L’esposizione dei rifiuti agli agenti atmosferici, in particolare alla pioggia, determina la formazione di percolato il
quale, captato attraverso un’idonea rete di tubi fessurati, viene inviato allo specifico impianto di trattamento. Il
refluo chiarificato viene riutilizzato per l’inumidimento dei rifiuti.
L’acqua impiegata per l’inumidimento dei rifiuti, al fine di evitare il sollevamento di polveri, determina un
contributo minimo alla formazione del percolato in quanto le portate impiegate risultano le minime indispensabili
al raggiungimento dell’obiettivo, tenendo conto della quota soggetta ad evaporazione.

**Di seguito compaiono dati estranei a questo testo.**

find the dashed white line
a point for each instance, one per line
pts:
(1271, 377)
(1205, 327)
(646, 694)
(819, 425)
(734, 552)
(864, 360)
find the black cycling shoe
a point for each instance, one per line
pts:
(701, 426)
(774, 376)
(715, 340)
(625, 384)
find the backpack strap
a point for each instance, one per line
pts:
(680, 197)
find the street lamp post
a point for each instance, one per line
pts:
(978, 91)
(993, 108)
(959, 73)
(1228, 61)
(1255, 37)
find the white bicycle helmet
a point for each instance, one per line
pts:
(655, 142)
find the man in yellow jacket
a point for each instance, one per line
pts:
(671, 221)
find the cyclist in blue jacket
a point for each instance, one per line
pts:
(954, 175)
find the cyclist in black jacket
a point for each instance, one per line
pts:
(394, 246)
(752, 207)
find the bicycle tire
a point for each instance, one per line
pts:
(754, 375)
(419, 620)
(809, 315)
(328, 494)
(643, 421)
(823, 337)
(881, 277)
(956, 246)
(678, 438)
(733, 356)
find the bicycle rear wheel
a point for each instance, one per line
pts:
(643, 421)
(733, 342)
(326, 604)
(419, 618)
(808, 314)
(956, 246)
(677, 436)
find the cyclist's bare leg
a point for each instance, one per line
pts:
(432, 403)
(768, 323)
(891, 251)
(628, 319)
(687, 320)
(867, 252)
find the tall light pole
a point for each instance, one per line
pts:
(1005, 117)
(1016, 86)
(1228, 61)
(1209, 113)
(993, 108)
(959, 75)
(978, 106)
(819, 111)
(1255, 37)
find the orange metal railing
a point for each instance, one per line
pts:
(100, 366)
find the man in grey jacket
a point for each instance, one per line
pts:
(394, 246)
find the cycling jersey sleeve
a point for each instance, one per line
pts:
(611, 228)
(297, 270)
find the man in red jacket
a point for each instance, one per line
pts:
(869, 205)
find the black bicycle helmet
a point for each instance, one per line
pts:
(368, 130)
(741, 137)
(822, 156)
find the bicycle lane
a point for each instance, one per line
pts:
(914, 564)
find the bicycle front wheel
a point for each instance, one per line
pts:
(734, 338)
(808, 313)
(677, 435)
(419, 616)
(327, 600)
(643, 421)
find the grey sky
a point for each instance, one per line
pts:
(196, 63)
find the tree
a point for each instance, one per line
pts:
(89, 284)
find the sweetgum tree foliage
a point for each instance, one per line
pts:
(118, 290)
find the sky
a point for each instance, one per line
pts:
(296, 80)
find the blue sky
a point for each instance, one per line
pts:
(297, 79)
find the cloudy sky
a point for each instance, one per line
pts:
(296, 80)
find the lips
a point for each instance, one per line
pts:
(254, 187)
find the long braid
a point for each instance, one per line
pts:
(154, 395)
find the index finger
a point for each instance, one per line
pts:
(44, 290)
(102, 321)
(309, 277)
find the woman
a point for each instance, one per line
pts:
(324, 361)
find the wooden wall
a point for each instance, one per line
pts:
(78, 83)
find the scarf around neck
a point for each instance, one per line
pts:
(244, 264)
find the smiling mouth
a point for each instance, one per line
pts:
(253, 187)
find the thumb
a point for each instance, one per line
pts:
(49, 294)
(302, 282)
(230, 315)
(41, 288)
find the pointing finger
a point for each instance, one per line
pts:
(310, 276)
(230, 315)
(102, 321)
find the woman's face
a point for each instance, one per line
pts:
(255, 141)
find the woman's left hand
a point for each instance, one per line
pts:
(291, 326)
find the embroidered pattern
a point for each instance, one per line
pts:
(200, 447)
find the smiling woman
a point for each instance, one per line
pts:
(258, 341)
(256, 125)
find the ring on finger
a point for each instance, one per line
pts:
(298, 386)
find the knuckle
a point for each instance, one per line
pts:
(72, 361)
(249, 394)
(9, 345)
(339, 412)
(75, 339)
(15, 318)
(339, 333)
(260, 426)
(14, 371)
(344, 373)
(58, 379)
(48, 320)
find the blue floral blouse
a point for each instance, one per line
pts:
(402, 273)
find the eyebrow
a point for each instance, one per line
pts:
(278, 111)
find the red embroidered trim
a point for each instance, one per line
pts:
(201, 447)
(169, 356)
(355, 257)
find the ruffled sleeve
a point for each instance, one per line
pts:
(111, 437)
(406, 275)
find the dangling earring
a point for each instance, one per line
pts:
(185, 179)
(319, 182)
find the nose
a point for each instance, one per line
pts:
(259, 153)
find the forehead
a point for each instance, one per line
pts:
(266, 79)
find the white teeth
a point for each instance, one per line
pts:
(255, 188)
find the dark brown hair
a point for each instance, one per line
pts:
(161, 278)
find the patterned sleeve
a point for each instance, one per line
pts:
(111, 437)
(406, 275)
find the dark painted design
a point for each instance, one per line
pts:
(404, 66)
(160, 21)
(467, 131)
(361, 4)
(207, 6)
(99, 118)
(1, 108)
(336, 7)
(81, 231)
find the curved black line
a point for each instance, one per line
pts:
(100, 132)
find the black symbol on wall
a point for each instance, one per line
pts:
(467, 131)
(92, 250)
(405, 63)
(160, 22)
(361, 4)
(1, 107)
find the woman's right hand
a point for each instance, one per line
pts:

Il controllo del percolato riguarda prevalentemente la fase di gestione, data la natura dei rifiuti conferiti in
discarica che non comporta la produzione di un percolato proprio e considerato che la chiusura ed
impermeabilizzazione finale della discarica eviterà il contatto tra i rifiuti e le acque meteoriche.
L’attività prevede comunque controlli preventivi a cadenza periodica nell’arco dell’anno e in concomitanza di
eventi meteorologici intensi, dato che non si può escludere totalmente la possibilità di cedimenti differenziali che
potrebbero interrompere l’integrità della protezione superficiale.
In fase di post-gestione, nel caso si riscontri la presenza di percolato nonostante il sistema di
impermeabilizzazione superficiale, si provvederà al suo allontanamento e invio al trattamento depurativo.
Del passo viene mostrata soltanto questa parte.